In accordance with clause 3.1 of the agreement, the LLP undertakes to start performing contract work within 5 calendar days from the date of receipt of the advance payment. Clause 5.2.2 of the agreement defines an advance payment in the amount of 30%.
From the explanations of the parties, the court reliably established that despite the agreement between the plaintiff and the LLP on the term of payment of the advance payment and the performance of work, the construction work on the part of the LLP was not completed as stipulated in the contract.
Moreover, at the hearing, the defendant explained that the work was indeed not completed due to the fault of a third party, and that the defendant undertakes to return the money to the plaintiff.
Thus, due to the failure of the defendant's party to fulfill the terms of the contract, which relates to a material violation of the terms of the contract and compliance with the termination procedure, the claim of J.K. Kairbayeva to terminate the contract is justified and must be satisfied.
On request No. 2
According to paragraph 5 of Article 406 of the Civil Code, if the basis for termination or amendment of the contract was a material violation of the contract by one of the parties, the other party has the right to demand compensation for damages caused by termination or amendment of the contract.
The court reliably established that the plaintiff made a payment under contract No. 146 dated September 05, 2022 - 850,000 tenge, payment under contract No. 112-Z dated November 16, 2022 – 1,224,000 tenge, and the cost of restoration work, according to the conclusion of a specialist, amounted to 4,797,461 tenge.
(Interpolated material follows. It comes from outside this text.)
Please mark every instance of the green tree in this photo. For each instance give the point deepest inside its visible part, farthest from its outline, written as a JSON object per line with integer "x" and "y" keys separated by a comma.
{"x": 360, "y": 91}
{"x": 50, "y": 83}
In total, the plaintiff suffered losses in the amount of 6,871,461 tenge.
By virtue of paragraph 1 of Article 63 of the CPC, evidence in a case is legally obtained information about the facts, on the basis of which the court determines the presence or absence of circumstances justifying the claims and objections of the parties, as well as other circumstances relevant to the proper consideration and resolution of the case.
Thus, the court concludes that the plaintiff's claims for recovery of damages are subject to satisfaction.
In accordance with Articles 108, 109, 113 of the CPC, the court collects documented court costs and expenses from the defendant in favor of the plaintiff.
Guided by Articles 223-226 of the CPC RK, the court DECIDED:
K.J.K.'s claim is to be satisfied in full.
Terminate the contract No. 146 for the development of interior design dated September 05, 2022, concluded between the limited liability partnership Vision Architects and K.J.K..
Terminate the contract No. 112-Z dated November 16, 2022, concluded between Vision Architects Limited Liability Company and K.J.K..
To recover from the limited liability partnership "Vision Architects" in favor of K.Zh.K. the amount of damages in the amount of 6,871,461 (six million eight hundred and seventy-one thousand four hundred and sixty-one) tenge, court costs for the payment of: state fee 72,165 (seventy-two thousand one hundred and sixty-five) tenge, specialist services 450,000 (four hundred fifty thousand) tenge, representative services 600,000 (six hundred thousand) tenge.
The party did not file an appeal against the judicial act.